In His Will—Chosen and Changed
“And he trembling and astonished said, Lord, what wilt thou have me to do? Acts 9:6a (KJV)
Saul thought he was the cream of God’s crop. The name Saul even means desired. He was a Hebrew of Hebrews and considered himself faultless in his legalistic righteousness (Philippians 3:5-6) He was taught by the best and was zealous for God (Acts 22:3). But in his blind zeal, he thought he was serving God as he persecuted the church breathing out murder and threats against the Lord’s disciples and looking for opportunities to imprison them (Acts 9:1). Strong’s dictionary said that murder and threats were the source from where Saul drew his breath. It was in that violent, hate-filled, prideful condition that Jesus met him, not to be condemned, but to be saved and have his heart and vision changed; a change that would have seemed humanly impossible. This passage should encourage Christians to never give up hope and never stop praying for those that seem far from Jesus, or are even aggressively oppositional. All it takes is one divine meeting with Jesus to change their coarse, purpose and eternal destiny. Who are the people in our lives that we think are beyond changing? How will we help them meet Jesus?

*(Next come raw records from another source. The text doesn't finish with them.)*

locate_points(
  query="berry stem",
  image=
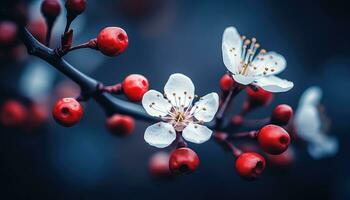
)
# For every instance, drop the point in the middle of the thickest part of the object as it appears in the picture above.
(222, 138)
(49, 31)
(89, 86)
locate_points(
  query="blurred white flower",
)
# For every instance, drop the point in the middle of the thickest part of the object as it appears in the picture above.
(308, 122)
(248, 66)
(179, 115)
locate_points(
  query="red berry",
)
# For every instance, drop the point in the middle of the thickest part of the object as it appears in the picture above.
(226, 83)
(135, 86)
(283, 160)
(183, 161)
(237, 120)
(13, 113)
(250, 165)
(159, 164)
(112, 41)
(50, 9)
(67, 111)
(120, 124)
(38, 28)
(75, 7)
(8, 33)
(281, 114)
(273, 139)
(259, 98)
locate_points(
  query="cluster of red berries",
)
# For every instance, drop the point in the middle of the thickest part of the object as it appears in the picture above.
(272, 138)
(181, 161)
(68, 111)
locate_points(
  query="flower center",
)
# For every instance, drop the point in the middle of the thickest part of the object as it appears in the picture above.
(179, 117)
(250, 47)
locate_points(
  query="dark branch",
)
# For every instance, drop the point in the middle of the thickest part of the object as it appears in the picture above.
(88, 85)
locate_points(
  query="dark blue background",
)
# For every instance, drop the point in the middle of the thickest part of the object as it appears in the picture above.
(86, 162)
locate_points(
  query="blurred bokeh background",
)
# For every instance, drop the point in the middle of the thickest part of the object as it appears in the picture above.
(167, 36)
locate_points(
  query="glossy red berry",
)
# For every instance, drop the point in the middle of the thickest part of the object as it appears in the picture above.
(237, 120)
(38, 28)
(120, 124)
(159, 164)
(75, 7)
(8, 33)
(226, 83)
(282, 160)
(259, 97)
(135, 86)
(273, 139)
(50, 9)
(183, 161)
(13, 113)
(281, 114)
(112, 41)
(67, 111)
(250, 165)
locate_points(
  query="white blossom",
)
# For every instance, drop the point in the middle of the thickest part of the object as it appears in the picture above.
(248, 65)
(178, 113)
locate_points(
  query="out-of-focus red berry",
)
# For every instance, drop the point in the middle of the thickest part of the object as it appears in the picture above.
(226, 83)
(120, 124)
(259, 98)
(281, 114)
(50, 9)
(183, 161)
(67, 111)
(135, 86)
(273, 139)
(38, 28)
(75, 7)
(112, 41)
(250, 165)
(159, 164)
(283, 160)
(8, 33)
(237, 120)
(13, 113)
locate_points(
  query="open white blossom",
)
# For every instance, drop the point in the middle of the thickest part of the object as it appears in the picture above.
(250, 66)
(309, 125)
(178, 113)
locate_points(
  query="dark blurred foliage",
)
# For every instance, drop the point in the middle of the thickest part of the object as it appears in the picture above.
(86, 162)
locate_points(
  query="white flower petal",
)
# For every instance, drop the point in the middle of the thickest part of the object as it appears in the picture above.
(160, 134)
(231, 49)
(155, 104)
(323, 147)
(196, 133)
(206, 108)
(268, 64)
(179, 90)
(311, 96)
(242, 79)
(274, 84)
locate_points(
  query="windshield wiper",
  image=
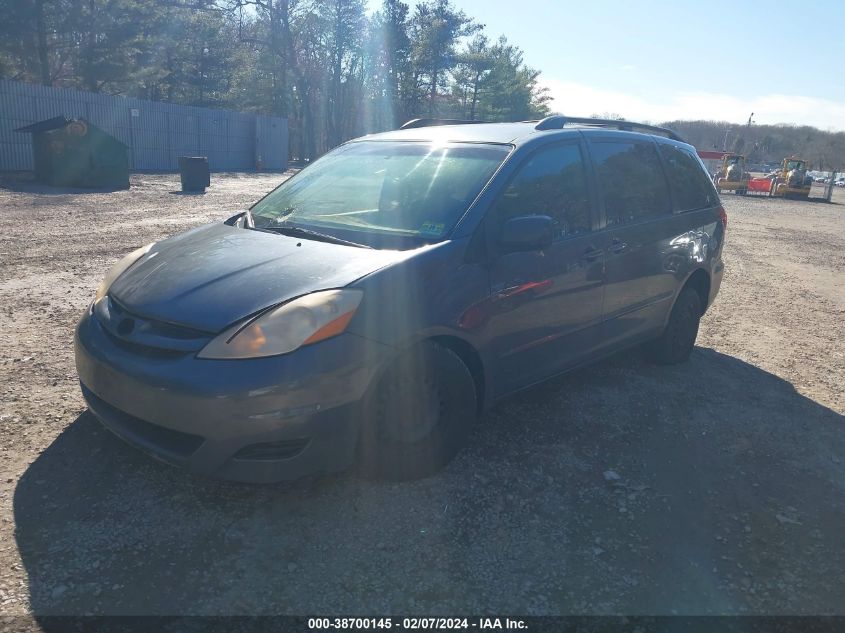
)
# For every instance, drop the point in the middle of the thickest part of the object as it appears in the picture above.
(298, 231)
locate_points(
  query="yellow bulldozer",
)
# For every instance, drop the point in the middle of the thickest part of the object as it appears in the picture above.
(792, 180)
(732, 175)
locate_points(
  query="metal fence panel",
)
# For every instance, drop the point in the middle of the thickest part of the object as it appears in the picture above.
(156, 133)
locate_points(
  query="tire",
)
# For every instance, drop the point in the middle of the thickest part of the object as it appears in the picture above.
(678, 339)
(418, 416)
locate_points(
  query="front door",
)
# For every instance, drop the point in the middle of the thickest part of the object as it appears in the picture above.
(545, 304)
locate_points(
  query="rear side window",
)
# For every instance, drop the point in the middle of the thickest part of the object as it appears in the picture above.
(632, 181)
(691, 186)
(553, 182)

Saul trembled and fell to the ground when He met with the light and truth of Jesus. How terrifying it must have been to understand that his life was built on lies and to realize who he was persecuting, that he had killed Jesus over and over each time he killed a believer in whom Jesus lived. Truth set Saul free from the path of destruction and freed him to respond to the purpose Jesus chose him for, to carry the His name before the Gentiles, their kings and the people of Israel (Acts 9:15). Jesus didn’t say this man “will be” my chosen instrument, He said this man “is” my chosen instrument, chosen even while he was still persecuting Jesus and thought his purpose was to destroy the church. Nothing Saul had done changed the plans Jesus had prepared for him in advance (Ephesians 2:10). And there’s nothing we have done that will change His plans for us. Thankfully, our resumes from the employer of darkness are removed as far as the East is from the West. Jesus’ plans for us are based on His resume and not determined by either our good or bad works (Ephesians 2:9). Jesus temporarily blinded Saul to the world to give him great spiritual vision. So how might taking our eyes off worldly things and spending time in the presence of Jesus help us to see more clearly the spiritual work He has chosen for us to do?

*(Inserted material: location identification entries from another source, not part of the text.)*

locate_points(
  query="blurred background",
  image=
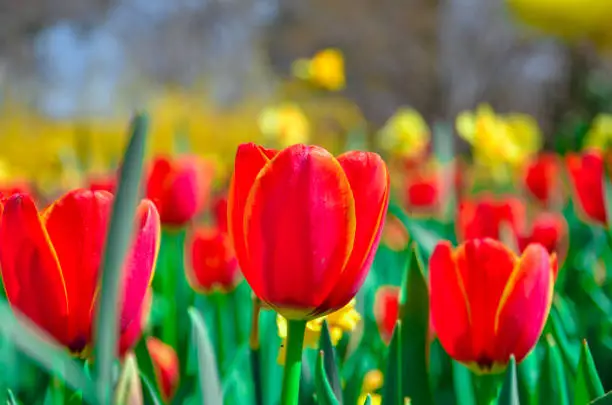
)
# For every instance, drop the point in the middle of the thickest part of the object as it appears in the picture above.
(72, 71)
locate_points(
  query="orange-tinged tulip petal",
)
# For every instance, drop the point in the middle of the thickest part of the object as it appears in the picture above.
(533, 274)
(300, 227)
(250, 159)
(369, 180)
(486, 303)
(77, 225)
(30, 268)
(166, 367)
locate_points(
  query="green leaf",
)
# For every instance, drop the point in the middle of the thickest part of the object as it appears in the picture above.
(552, 385)
(509, 394)
(117, 244)
(331, 367)
(149, 393)
(392, 388)
(35, 343)
(588, 385)
(325, 393)
(414, 314)
(209, 386)
(129, 389)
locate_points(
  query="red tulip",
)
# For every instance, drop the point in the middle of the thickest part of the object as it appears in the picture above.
(213, 261)
(488, 304)
(549, 230)
(586, 173)
(386, 310)
(179, 188)
(50, 262)
(485, 217)
(306, 225)
(542, 177)
(166, 367)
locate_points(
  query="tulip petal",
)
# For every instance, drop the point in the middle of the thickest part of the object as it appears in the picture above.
(369, 180)
(525, 304)
(77, 224)
(30, 268)
(250, 159)
(300, 226)
(485, 266)
(449, 306)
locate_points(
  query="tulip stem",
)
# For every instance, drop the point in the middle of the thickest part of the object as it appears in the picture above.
(293, 362)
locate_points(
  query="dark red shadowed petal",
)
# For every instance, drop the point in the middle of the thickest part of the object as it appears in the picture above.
(449, 307)
(30, 268)
(250, 159)
(77, 224)
(369, 181)
(300, 228)
(525, 305)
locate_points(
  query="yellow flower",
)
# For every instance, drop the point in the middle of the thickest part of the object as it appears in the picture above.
(284, 125)
(568, 19)
(406, 133)
(325, 69)
(343, 320)
(499, 141)
(600, 134)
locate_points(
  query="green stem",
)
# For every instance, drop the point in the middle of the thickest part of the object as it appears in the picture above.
(293, 362)
(486, 387)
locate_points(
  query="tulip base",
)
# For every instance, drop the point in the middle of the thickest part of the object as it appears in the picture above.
(486, 388)
(293, 362)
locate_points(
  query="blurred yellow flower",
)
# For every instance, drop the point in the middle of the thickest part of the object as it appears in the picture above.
(343, 320)
(406, 133)
(284, 125)
(568, 19)
(325, 69)
(600, 134)
(499, 142)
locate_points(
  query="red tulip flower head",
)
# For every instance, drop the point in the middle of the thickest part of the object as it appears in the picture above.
(213, 262)
(305, 225)
(166, 367)
(386, 310)
(50, 263)
(487, 304)
(179, 188)
(586, 174)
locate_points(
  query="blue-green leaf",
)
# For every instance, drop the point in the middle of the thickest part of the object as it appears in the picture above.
(117, 244)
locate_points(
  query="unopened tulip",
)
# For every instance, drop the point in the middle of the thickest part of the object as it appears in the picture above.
(487, 304)
(586, 172)
(213, 265)
(179, 188)
(305, 225)
(166, 367)
(50, 263)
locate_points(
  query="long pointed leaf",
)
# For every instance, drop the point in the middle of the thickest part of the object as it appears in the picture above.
(414, 314)
(117, 244)
(588, 385)
(209, 386)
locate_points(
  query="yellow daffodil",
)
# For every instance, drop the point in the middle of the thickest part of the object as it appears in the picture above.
(284, 125)
(406, 133)
(499, 142)
(568, 19)
(324, 69)
(343, 320)
(600, 134)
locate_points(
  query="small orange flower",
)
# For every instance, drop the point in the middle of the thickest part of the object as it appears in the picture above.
(166, 367)
(386, 310)
(306, 225)
(488, 304)
(179, 188)
(50, 262)
(213, 261)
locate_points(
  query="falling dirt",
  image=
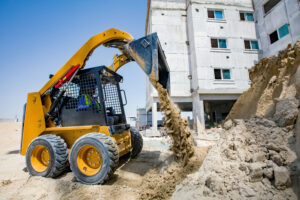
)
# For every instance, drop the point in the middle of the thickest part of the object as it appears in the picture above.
(183, 145)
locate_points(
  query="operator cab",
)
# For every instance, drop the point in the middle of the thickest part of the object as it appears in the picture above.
(93, 98)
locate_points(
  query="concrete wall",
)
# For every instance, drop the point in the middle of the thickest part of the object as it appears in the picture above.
(286, 11)
(236, 58)
(185, 32)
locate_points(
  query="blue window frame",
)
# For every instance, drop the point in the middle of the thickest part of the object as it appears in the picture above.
(218, 43)
(226, 74)
(249, 17)
(222, 74)
(251, 44)
(254, 44)
(283, 30)
(218, 14)
(279, 33)
(215, 14)
(222, 43)
(244, 16)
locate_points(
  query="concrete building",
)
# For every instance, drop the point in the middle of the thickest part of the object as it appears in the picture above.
(209, 45)
(277, 24)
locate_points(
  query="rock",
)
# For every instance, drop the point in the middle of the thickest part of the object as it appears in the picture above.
(282, 178)
(266, 183)
(286, 112)
(243, 167)
(256, 172)
(228, 124)
(214, 183)
(272, 146)
(268, 172)
(277, 159)
(259, 157)
(246, 191)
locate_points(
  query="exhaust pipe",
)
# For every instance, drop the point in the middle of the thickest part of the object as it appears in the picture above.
(147, 52)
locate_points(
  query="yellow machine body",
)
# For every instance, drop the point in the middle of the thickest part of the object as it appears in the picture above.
(39, 103)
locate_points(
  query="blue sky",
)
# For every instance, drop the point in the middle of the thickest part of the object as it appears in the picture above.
(38, 37)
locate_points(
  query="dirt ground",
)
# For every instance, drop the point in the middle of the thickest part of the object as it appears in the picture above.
(130, 181)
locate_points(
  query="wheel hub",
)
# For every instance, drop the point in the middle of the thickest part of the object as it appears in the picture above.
(40, 158)
(89, 160)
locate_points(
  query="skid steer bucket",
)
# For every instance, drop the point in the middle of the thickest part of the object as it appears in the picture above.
(147, 52)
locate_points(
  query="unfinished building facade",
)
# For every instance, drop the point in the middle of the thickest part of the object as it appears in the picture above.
(274, 32)
(209, 45)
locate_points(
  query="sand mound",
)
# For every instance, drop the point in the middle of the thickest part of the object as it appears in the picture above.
(256, 157)
(161, 185)
(273, 89)
(251, 160)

In this Acts 9 passage, Ananias and the Jerusalem disciples were fearful and suspicious of Saul because of his reputation. They still saw him as their persecutor because Jesus needed to align their vision with His. Jesus says we are either with Him or against Him (Matthew 12:30), so if we don’t see others through His eyes, are we then seeing them through Satan’s? Who are we doubting or mistrusting because of their past? We so often judge others by their past when maybe God’s saying forget the past because He wants to do something new (Isaiah 43:18-19). Who are we overlooking or considering their potential for ministry or service based on what they’ve done in the past or their current gifts? God doesn’t call the equipped, He equips the called. So where might we be hindering the path of someone God has chosen and changed because our vision isn’t aligned with His? And how much time do we spend in prayer asking Him to allow us to see others as He does?
Prayer: Dear Father full of grace and mercy. Thank you that you chose us to be your children, and you chose us to do your work. Thank you that no one is beyond your reach and that everyone who believes in you is changed and has a new, good and eternal purpose. Thank you for the example of Saul that shows us no matter how opposed to you we were or how sinful, if we are your chosen, your plans for us don’t change and you will not let us go. Give us your clear vision for ourselves, our brothers and sisters in Christ and our place in the body of Christ. Let us not ignore, overlook or hinder anyone you are calling to serve you. Rather give us wisdom and empowering to encourage each other in your eternal work. In the name of Jesus, the one who chooses and changes us. Amen!